Home > Fiction > The Tidewater Tales > Page 90
The Tidewater Tales Page 90

by John Barth


  That evening, in the first ten minutes of her allotted fifty, she thanked the ASPS for their ingenious efforts and declared that inasmuch as they were convened not to confess life histories but to tell stories, she would not disclose which of their endings happened to be the “true” one. What difference would that disclosure make? Nor would she presume to judge which was the “best,” dramaturgically speaking (though like any storyteller, she had her opinion), since in this case nothing followed from that accolade.

  But tonight, my friends, she declared, much follows indeed. My life is not on the line, as in nights past, but my happiness, perhaps even my sanity, depends upon my finding exactly the right ending for an unfinished story that you see suspended before your eyes. I pray to Allah that one of you will hit upon that ending, so that I can return to the order of reality I recklessly forsook in pursuit of further stories. Never since my first night with Shahryar have I felt the stakes so high. But whereas if the king had been able to end that first story of mine for himself, I’d have been lost, now I shall be lost if you cannot end this one for yourselves and for me.

  Turning upon her wrist the gold-and-gemstone bracelet that Shmah had insisted she borrow back for the successful delivery of her story, Scheherazade here unzipped her hooded sweatshirt to display the new orange T-shirt beneath and launched into its legend, WYDIWYD: her change-of-life restlessness; her yearning for a voyage of some certain special kind. Her unsatisfying visit to Samarkand (at considerable expense to the dramaturgical integrity of her tale, she made no mention of her Month of Mondays with the Genie), which issued in Dunyazade’s dismal dictum. Her mulling upon those words, and her sudden transmigration to Genie-land, USA. Her expectation of returning after the customary fifty minutes and of revisiting for the same period at sundown on a series of Fridays thereafter—perhaps weekly for a while, perhaps once or twice a month—to carry home with her more stories from and about this world.

  She glanced at the timer: fifteen minutes to go. Her finding herself stranded here, and her growing alarm that WYDIWYD might prove a oneway ticket. The Genie’s confession and hypothesis: that she is a prisoner of dramaturgy. His thus far vain attempts to unlock that prison, for all their sakes, with the aid of his word machine . . .

  Five minutes left.
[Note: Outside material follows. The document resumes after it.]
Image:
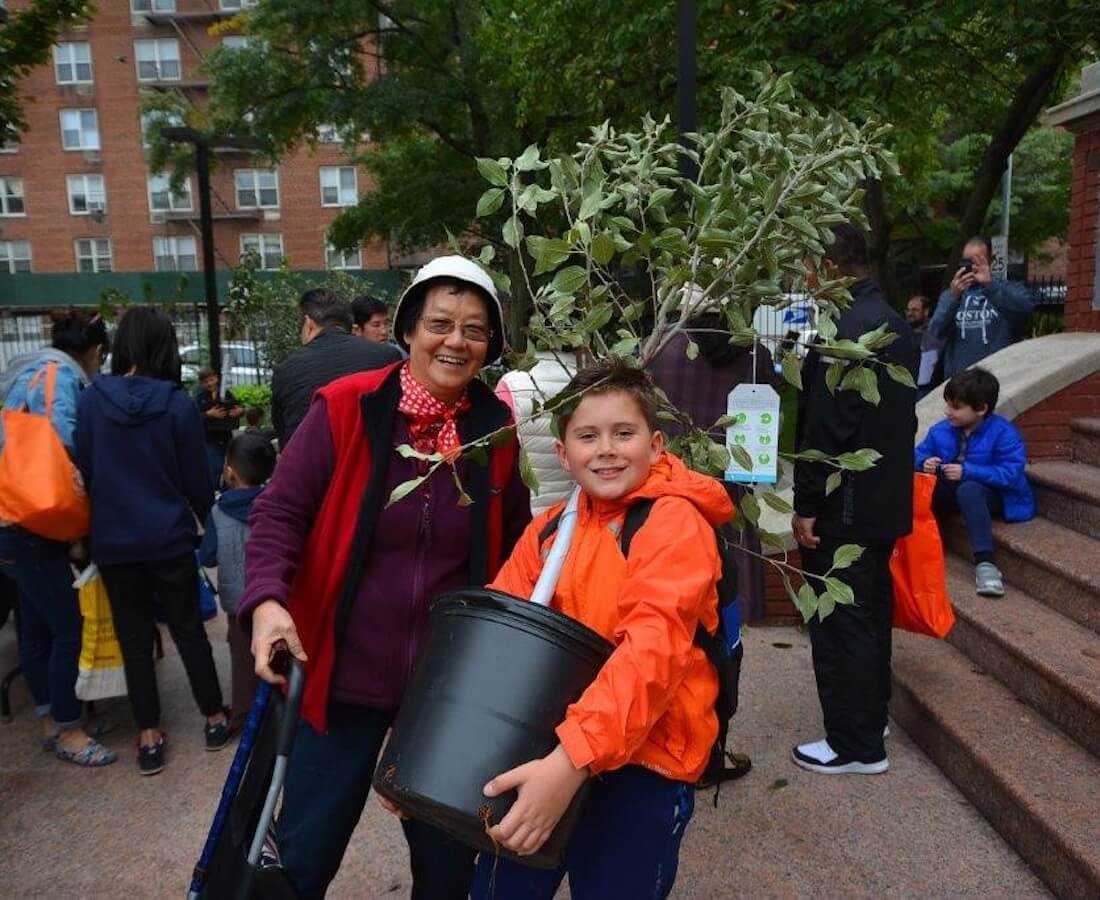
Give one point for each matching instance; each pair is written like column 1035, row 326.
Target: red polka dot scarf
column 431, row 421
Her move to Annapolis and alliance with May Jump, to whom she rehearsed her whole story thus far. Their hope—desperate now on Scheherazade’s part—that the ASPS assembled might be able to accomplish what neither she nor Djean nor the society’s executive secretary had been able to. She spoke faster: her decision not to take what would perhaps have been the more prudent course of telling them this story all at once, yesterday, to give them time to ponder it, but rather to bet all her chips on dramaturgy, dramaturgy, by coming to the end of her Story Thus Far exactly-at-the-moment-when-the-past-overtakes-the-present-ding.

  Ding?

  May Jump put down the old guitar with which she’d been strumming an occasional soundtrack to this tale. High G is as close as my Gibson girl can come to it, she declared.

  Damn, I wish I hadn’t missed that conference! Katherine pinged her middle finger at Wear and Tear, who were, however, sound asleep. You guys had better be worth it. It must’ve really been something else to see the woman go Bingo right before your eyes!
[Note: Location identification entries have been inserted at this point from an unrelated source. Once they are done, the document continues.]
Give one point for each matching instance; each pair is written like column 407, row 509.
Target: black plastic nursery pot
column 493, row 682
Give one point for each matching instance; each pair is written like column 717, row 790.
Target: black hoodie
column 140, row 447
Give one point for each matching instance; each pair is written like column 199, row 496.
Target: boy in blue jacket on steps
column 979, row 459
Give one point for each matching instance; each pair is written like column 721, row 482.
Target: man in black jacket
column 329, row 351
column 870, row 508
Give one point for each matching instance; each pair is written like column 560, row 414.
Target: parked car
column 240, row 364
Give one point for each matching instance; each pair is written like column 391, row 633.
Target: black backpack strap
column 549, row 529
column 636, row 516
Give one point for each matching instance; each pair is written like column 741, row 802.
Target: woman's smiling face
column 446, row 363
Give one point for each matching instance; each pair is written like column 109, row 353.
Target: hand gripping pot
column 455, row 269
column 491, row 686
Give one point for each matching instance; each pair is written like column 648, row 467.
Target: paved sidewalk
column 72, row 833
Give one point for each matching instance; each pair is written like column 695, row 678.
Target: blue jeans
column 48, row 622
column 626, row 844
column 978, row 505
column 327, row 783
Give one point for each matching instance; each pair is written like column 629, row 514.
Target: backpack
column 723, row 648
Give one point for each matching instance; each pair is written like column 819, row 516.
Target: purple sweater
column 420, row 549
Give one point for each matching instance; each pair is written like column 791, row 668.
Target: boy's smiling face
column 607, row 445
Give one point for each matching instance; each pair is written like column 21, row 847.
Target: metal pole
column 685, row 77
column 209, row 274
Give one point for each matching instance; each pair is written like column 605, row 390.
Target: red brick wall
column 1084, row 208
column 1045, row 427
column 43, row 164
  Lee Talbott agreed: Frank and I have got to join that outfit. I’ve made up our mind.

  Carla B Silver puckered her black brows. Captain Donald Quicksoat fingered his beard. Peter Sagamore said Hum.

  That’s right. Mister Sagamore. May patted our children. The lock on the door of the prison of dramaturgy is not to be picked with Technicolorful gizmos and distractions. Babies aren’t brought by storks, and denouements don’t come from automatic timers. That dinger dinged; the dune fell silent on both sides of the microphone—but Queen Scher was just as much with us as before. I happened to be standing just beside and behind her, and sorry as I’d have been to lose my famous new friend, I was sorrier yet to see her still there. I put a hand on her shoulder and said Hold on, babe; maybe it takes a second or two, like satellite transmissions. We’re all with you.

  But after a very long minute we were indeed all too much with her, and she with us. Her shoulder under my hand was as solid as my hand on her shoulder. The tears came then, from more than one pair of eyes, and I got her off that podium.

  There ended Kitty Hawk Eleven. The ASPS dispersed, with many a headshake, handshake, and murmur. Plenty of them, like Princess Kiss here, thought the moment had been A-plus; they’d been on the edge of their dunes when that dinger dang. They promised to keep on trying, telling Scher’s story around the republic till somebody hit the jackpot. Most of them headed out that same night, in their campers and cars and pickup trucks. Shmah said good-bye to us and caught a ride home with a group headed over the bridge-tunnel to Cape Charles and the Eastern Shore; she promised to explain the feather and the shell to her husband if he couldn’t figure them out for himself. Scher was too wrought up to remember to give her back the bracelet, and neither Shmah nor I had the heart to remind her.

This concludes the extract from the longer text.